Enttäuschte Liebe als Auslöser für Kindstötung?

War enttäuschte Liebe das Motiv? Sie sah in ihrer Fernbeziehung mit einem Engländer keine Zukunft - deswegen soll eine Mutter (31) im oberösterreichischen Reichenau im Mühlkreis ihren vierjährigen Sohn erstochen haben. Dann versuchte sie - wie berichtet - sich das Leben zu nehmen und schnitt sich die Pulsadern auf. Die Großmutter des Buben (54) - sie ist Krankenschwester - hatte noch vergeblich versucht, ihr Enkerl zu reanimieren.

"Das ist so furchtbar, man kann es gar nicht glauben!" In Reichenau können die Einwohner ihre Bestürzung nicht verbergen. Sie sind fassungslos.

Die 31-jährige Lehrerin war vor fünf Jahren schwanger aus England heimgekommen, hatte zu Hause unter den Fittichen ihrer Eltern ihren Sohn aufgezogen. Für ihr Wunschenkerl hatten Oma und Opa das Obergeschoß umgebaut. Speziell der Großvater vergötterte den Kleinen und zog ihn wie den eigenen Sohn auf, berichtet eine Nachbarin (70): "Er war ganz narrisch auf den Buben."

"Solche Mütter sehen keine Zukunft mehr"
Doch das Familienidyll bekam zusehends Sprünge - denn die Eltern wollten angeblich nicht, dass ihre Tochter zum Freund nach England zieht. Umgekehrt wollte dessen Mutter nicht, dass der Sohn auswandert. Eine Sackgasse, die die Mutter offenbar zur Wahnsinnstat trieb. "In solchen Fällen konzentrieren sich die Mütter völlig auf das Kind. Gleichzeitig empfinden sie ihre Situation zunehmend als ausweglos", weiß Psychologe Barnabas Strutz aus Wilhering. "Solche Mütter sehen keine Zukunft mehr und glauben, sie können dem Kind Leid ersparen, wenn sie es mit in den Tod nehmen."

Bisher keine Einvernahme der Mutter möglich
Laut ersten Obduktionsergebnissen wurde der Vierjährige erstochen.
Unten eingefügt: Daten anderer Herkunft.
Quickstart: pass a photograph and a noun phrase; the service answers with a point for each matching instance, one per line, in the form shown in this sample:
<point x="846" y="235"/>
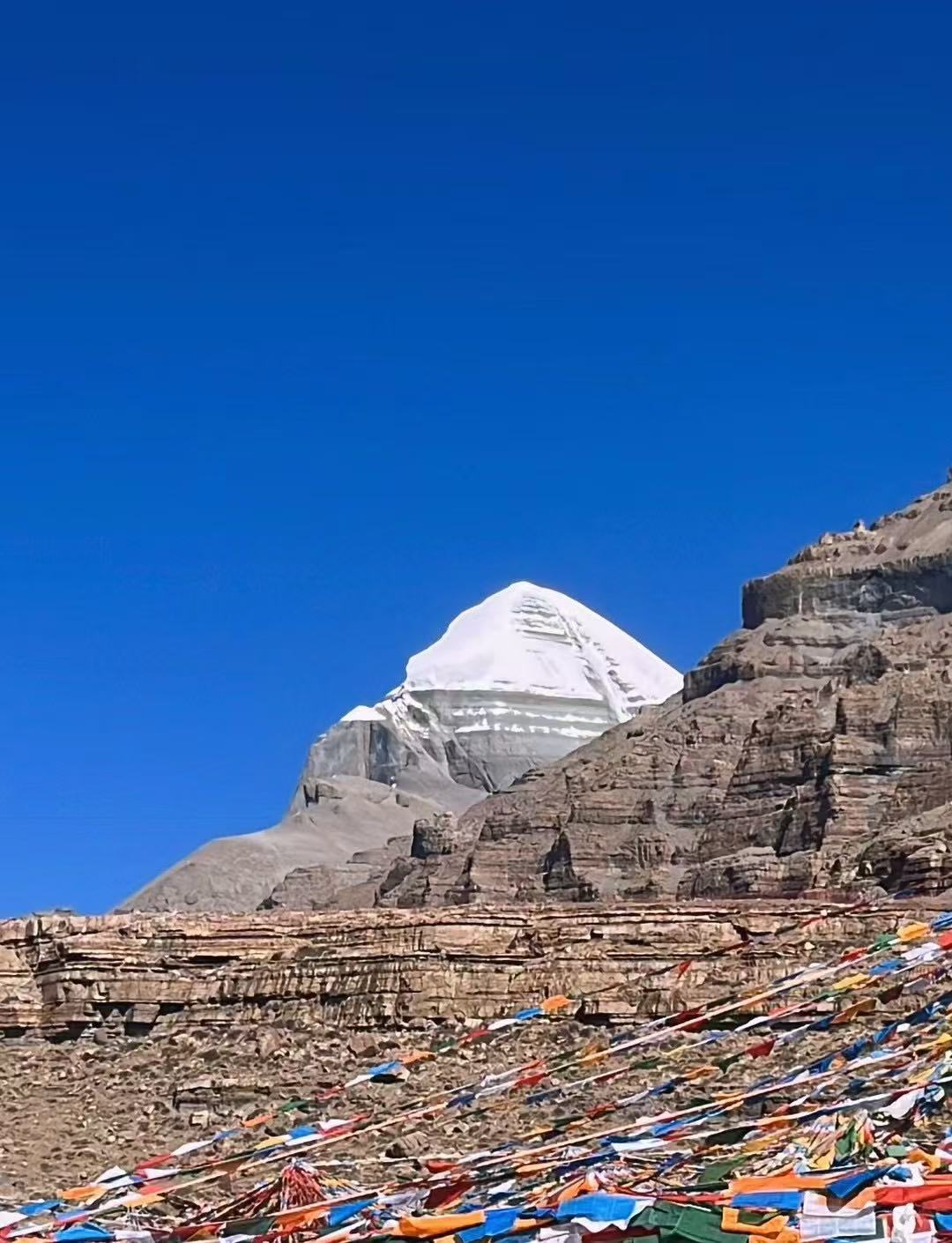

Das endgültige Ergebnis soll in drei Wochen vorliegen. Offenbar war der Bub schlafend im Wohnraum gelegen. Dort soll ihm seine Mutter mehrmals ein Messer in den Oberkörper gerammt haben. Neben einem Abschiedsbrief, über dessen Inhalt die Polizei schweigt, wurden am Tatort Tabletten entdeckt. Das Kind könnte also vor der Bluttat betäubt worden sein. Die 31-Jährige liegt im Spital, ihr Zustand gilt laut Ärzten als stabil. Sie konnte aber noch nicht einvernommen werden.